In this case, researchers want to use the technology to create entire genomes. Burak Yelmen, one of the scientists from the University of Tartu’s Institute of Genomics, told Digital Trends, “One of the main problems here is assessing the quality of artificial genomes. You can look at an image and decide if it looks real, but this is not possible for genomes.”
The technology could theoretically be used to create the genetic blueprint of a person who doesn’t exist. It would be indistinguishable from a real person’s genetic code. However, some remain skeptical of whether the AI would be able to compile an entire genome successfully and accurately.
Genetics research is highly restricted due to the sensitive, extremely personal nature of DNA. Any genome that currently sits in a database comes from a real person and is unique to them. In a sense, there is nothing more personal than your DNA.
Companies and organizations that handle genetic data are tasked with guarding the privacy of those to whom the DNA belongs. This makes research in the field difficult. Many organizations aren’t allowed to release genetic data for research purposes—even if it has been anonymized. That’s because there is simply no way to study a complete genome without being able to link it back to the person it came from—even if that isn’t the intention of the research.
An artificial genome could help researchers overcome the obstacles associated with obtaining genetic datasets to study. Since the AI-generated DNA can’t be traced back to a real person, it wouldn’t need to be handled with the same level of caution.
Moreover, it could help speed up the research process by giving researchers larger and more diverse datasets to study. In a paper published in the journal PLOS Genetics, the researchers say, “Generative models and [artificial genomes] AGs have the potential to become valuable assets in genetic studies by providing a rich yet compact representation of existing genomes and high-quality, easy-access and anonymous alternatives for private databases.”
More Work to Do
At this stage, the researchers’ work in generating artificial genomes is still in the early stages. Much more work will be needed before the AI-generated DNA can be used in real-world studies. Understandably, before artificial genomes can be used in studies that affect humans, researchers need to be certain that they are perfect.
As mentioned earlier, doing so is not an easy task. This has led to plenty of scrutiny around the approach and whether or not it is viable for real-world use.
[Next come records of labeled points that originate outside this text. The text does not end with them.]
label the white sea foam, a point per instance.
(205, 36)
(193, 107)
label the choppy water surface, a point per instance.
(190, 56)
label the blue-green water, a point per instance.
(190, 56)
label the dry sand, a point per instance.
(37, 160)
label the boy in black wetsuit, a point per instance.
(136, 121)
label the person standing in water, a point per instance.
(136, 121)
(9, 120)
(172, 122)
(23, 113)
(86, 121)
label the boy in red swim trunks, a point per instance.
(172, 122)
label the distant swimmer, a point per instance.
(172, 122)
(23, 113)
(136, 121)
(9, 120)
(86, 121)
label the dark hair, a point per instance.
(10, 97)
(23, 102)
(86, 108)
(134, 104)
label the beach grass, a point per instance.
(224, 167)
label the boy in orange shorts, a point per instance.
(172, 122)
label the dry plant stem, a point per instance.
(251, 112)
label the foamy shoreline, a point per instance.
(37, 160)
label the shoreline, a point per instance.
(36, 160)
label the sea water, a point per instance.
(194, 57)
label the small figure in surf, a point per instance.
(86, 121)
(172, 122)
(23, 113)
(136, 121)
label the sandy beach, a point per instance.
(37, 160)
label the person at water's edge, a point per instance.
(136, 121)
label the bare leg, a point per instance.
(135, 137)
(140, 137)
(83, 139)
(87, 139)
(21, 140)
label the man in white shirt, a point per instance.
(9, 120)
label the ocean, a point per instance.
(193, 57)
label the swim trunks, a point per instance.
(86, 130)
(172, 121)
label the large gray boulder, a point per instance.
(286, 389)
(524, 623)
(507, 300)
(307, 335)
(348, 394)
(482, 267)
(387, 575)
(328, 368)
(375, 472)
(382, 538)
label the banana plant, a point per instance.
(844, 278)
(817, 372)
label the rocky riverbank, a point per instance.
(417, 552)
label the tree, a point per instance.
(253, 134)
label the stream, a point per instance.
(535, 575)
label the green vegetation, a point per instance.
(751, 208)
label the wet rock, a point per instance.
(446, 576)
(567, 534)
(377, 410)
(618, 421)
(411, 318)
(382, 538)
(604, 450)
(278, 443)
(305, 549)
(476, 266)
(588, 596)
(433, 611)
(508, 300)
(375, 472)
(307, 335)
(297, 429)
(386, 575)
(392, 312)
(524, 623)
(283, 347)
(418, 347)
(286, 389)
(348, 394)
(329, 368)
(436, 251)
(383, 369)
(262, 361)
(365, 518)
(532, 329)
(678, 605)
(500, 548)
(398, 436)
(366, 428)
Deanna Church, a geneticist not associated with the project, told Futurism, “My initial take is that it is interesting, but I’m not sure I see real practical implications.”
“Just because you can’t computationally distinguish these generated genomes from real genomes doesn’t mean they’ve really preserved functional motifs and domains that are important—there is much of this we still don’t understand,” she adds.
Indeed, Church highlights the biggest flaw with the AI-based approach. Humanity still has very limited knowledge about how AI technology works. Likewise, the realm of genomics also remains shrouded in mystery. Putting the two together creates a number of complications simply because we don’t understand each field enough.
While artificial genomes may be very helpful in the future, it doesn’t appear that they will be ready for real-world applications anytime soon.
Still, the research is promising. By investing time to start understanding these technologies today, we will be better prepared to use them in the future. We’ll also be better equipped to use them ethically and stop those who would do otherwise.